6. My last words are for the children: dear boys and girls, I see so many of you dressed like Francisco and Jacinta. You look very nice! But in a little while or tomorrow you will take these chothes off and … the little shepherds will disappear. They should not disappear, should they?! Our Lady needs you all to console Jesus, who is sad because of the bad things done to him; he needs your prayers and your sacrifices for sinners.
Ask your parents and teachers to enrol you in the “school” of Our Lady, so that she can teach you to be like the little shepherds, who tried to do whatever she asked them. I tell you that “one makes more progress in a short time of submission and dependence on Mary than during entire years of personal initiatives, relying on oneself alone” (St Louis de Montfort, The True Devotion to the Blessed Virgin Mary, n. 155). This was how the little shepherds became saints so quickly. A woman who gave hospitality to Jacinta in Lisbon, on hearing the very beautiful and wise advice that the little girl gave, asked who taught it to her. “It was Our Lady”, she replied.

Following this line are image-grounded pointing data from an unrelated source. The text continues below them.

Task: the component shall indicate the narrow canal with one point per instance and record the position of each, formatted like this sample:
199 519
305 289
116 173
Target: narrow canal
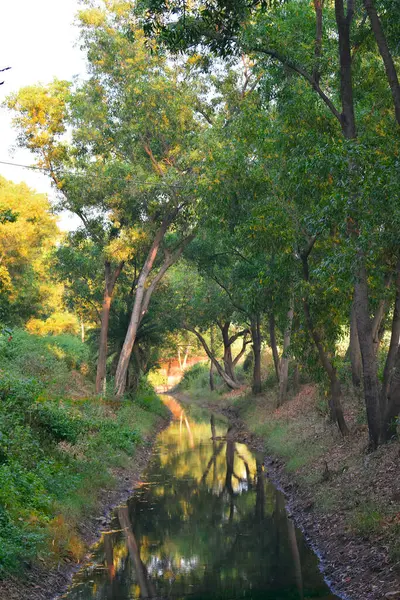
205 523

Devoting themselves with total generosity to the direction of such a good Teacher, Jacinta and Francisco soon reached the heights of perfection.
7.”Father, to you I offer praise, for what you have hidden from the learned and the clever you have revealed to the merest children”.
Father, to you I offer praise for all your children, from the Virgin Mary, your humble Servant, to the little shepherds, Francisco and Jacinta.
May the message of their lives live on for ever to light humanity’s way!